Jessie Nelson's "I Am Sam" deals with important and emotional issues such as mental disability, single parenthood, and foster care. Unfortunately, precious little of the movie grants them any potential critique. Instead, Nelson plumbs the enormous sentiment quota with the relentless persistence of an oil well drill until it erupts in a syrupy geyser.
Not that this mattered to the Oscar voters who granted Sean Penn's performance a Best Actor nomination. For regular audiences, though, the less cynical may be happy to be ensconced in its overwhelming feel good factor. But even still, it's hard to ignore the film's clumsiness and blatant manipulation.

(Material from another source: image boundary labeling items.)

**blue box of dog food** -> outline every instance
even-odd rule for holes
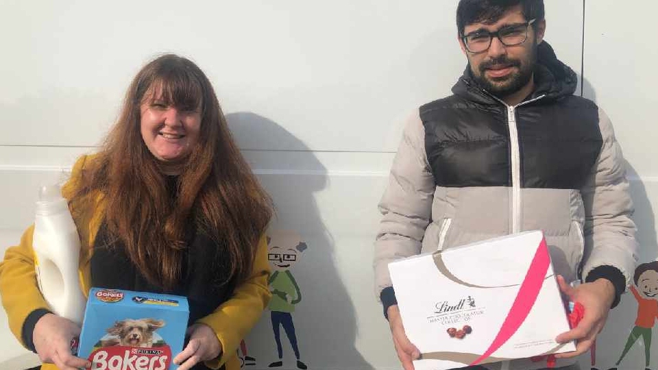
[[[78,356],[89,370],[178,369],[188,315],[184,297],[92,288]]]

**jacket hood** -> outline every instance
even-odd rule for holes
[[[557,99],[571,95],[576,91],[578,77],[576,72],[561,62],[553,48],[546,41],[537,46],[537,64],[535,66],[535,90],[531,99],[546,95],[546,98]],[[464,74],[452,86],[452,92],[467,100],[485,105],[499,105],[473,78],[471,69],[467,66]]]

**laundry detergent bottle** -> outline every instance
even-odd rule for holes
[[[82,325],[86,299],[80,289],[80,239],[58,186],[42,186],[36,202],[34,249],[37,281],[56,314]]]

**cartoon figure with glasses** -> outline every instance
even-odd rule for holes
[[[283,366],[283,348],[280,330],[280,327],[282,326],[295,352],[297,369],[306,370],[306,364],[300,358],[300,349],[292,316],[295,305],[302,301],[302,292],[290,269],[300,260],[300,254],[307,248],[306,244],[293,231],[277,230],[269,235],[267,259],[274,271],[269,282],[272,293],[269,308],[271,311],[272,330],[274,331],[274,340],[279,356],[279,360],[269,364],[269,367]]]

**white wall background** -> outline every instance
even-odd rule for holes
[[[0,246],[17,243],[32,222],[38,185],[64,179],[75,158],[100,143],[141,66],[180,53],[213,83],[277,204],[275,226],[297,230],[308,245],[293,269],[303,295],[293,316],[302,360],[309,369],[399,368],[371,288],[376,204],[402,118],[449,94],[465,66],[456,2],[0,0]],[[642,257],[653,260],[658,48],[646,35],[655,32],[658,5],[546,2],[546,40],[616,125]],[[597,367],[613,365],[635,307],[629,295],[612,314]],[[3,325],[2,368],[34,362]],[[267,315],[247,345],[252,367],[276,360]],[[643,367],[641,352],[620,368]]]

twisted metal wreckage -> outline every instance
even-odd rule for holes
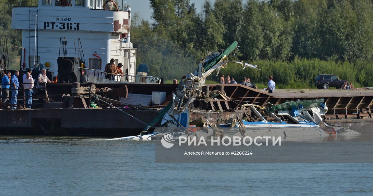
[[[206,86],[205,82],[208,76],[216,70],[218,71],[217,75],[222,68],[226,67],[229,62],[228,55],[238,46],[237,42],[234,41],[223,50],[210,53],[201,61],[194,74],[189,73],[183,77],[177,88],[176,94],[173,93],[172,101],[160,111],[140,135],[113,139],[159,139],[170,132],[174,138],[184,134],[190,137],[194,135],[192,132],[196,136],[195,130],[197,130],[195,129],[192,132],[190,131],[190,129],[197,127],[210,128],[210,132],[206,130],[202,131],[205,134],[200,133],[199,136],[204,135],[222,136],[225,133],[242,137],[263,136],[263,133],[272,131],[272,134],[286,137],[287,135],[284,130],[288,133],[288,136],[320,136],[337,134],[360,134],[348,129],[333,126],[324,122],[323,116],[326,113],[327,108],[323,99],[288,102],[277,106],[272,105],[272,107],[268,108],[244,104],[240,106],[239,109],[246,111],[247,112],[244,112],[245,115],[242,119],[236,116],[235,119],[224,121],[221,124],[213,124],[205,118],[200,118],[194,121],[198,121],[197,122],[191,122],[190,111],[204,112],[194,108],[193,103],[195,100],[207,101],[217,97],[225,100],[230,100],[224,91],[216,90],[206,93],[203,88]],[[257,69],[256,65],[243,62],[235,62],[242,65],[243,69],[249,67]],[[248,114],[250,112],[250,114]],[[272,120],[268,120],[268,117]],[[283,120],[285,119],[286,122]],[[322,128],[319,125],[321,124],[324,125]],[[155,128],[156,125],[159,127]],[[176,134],[178,131],[179,133]]]

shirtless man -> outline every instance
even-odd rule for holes
[[[117,74],[118,70],[117,70],[116,66],[115,66],[115,64],[114,63],[115,62],[115,59],[110,59],[110,62],[107,64],[105,66],[105,72],[111,74]],[[107,79],[111,80],[114,80],[114,76],[113,75],[107,75]]]
[[[65,6],[71,6],[68,0],[60,0],[58,1],[58,6],[65,7]]]
[[[222,75],[222,76],[220,77],[220,83],[221,84],[225,84],[224,82],[224,74]]]
[[[119,8],[118,8],[118,6],[116,5],[116,4],[115,3],[114,0],[106,0],[104,1],[104,4],[102,5],[102,8],[104,10],[112,10],[113,9],[113,5],[115,6],[117,11],[119,11]]]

Penn plays Sam, a Beatles-obsessed Starbucks cleaner with the mental age of seven. Managing to get a homeless woman pregnant, her disappearance leaves him to bring up young Lucy. Their relationship is an endless stream of beautiful moments, until she hits seven, exceeding Dad's mental capabilities and attracting the meddling attentions of Social Services. To win her back, Sam wangles the free services of Pfeiffer's bitchy lawyer.
To be fair on Penn, he is the strongest element. His performance of Sam is a product of his enormous character skills and while the sentiment is heavy, it's positively controlled compared to what surrounds him. Pfeiffer plies mediocre callousness, but succumbs all to easily to Sam's simple-minded 'Love is all you need' notions.
However, Dakota Fanning's turn as Sam's precocious daughter winningly recalls Kirsten Dunst's and Anna Paquin's early success and the soundtrack of Beatles covers are the more enjoyable elements of this blatant emotional wrangling.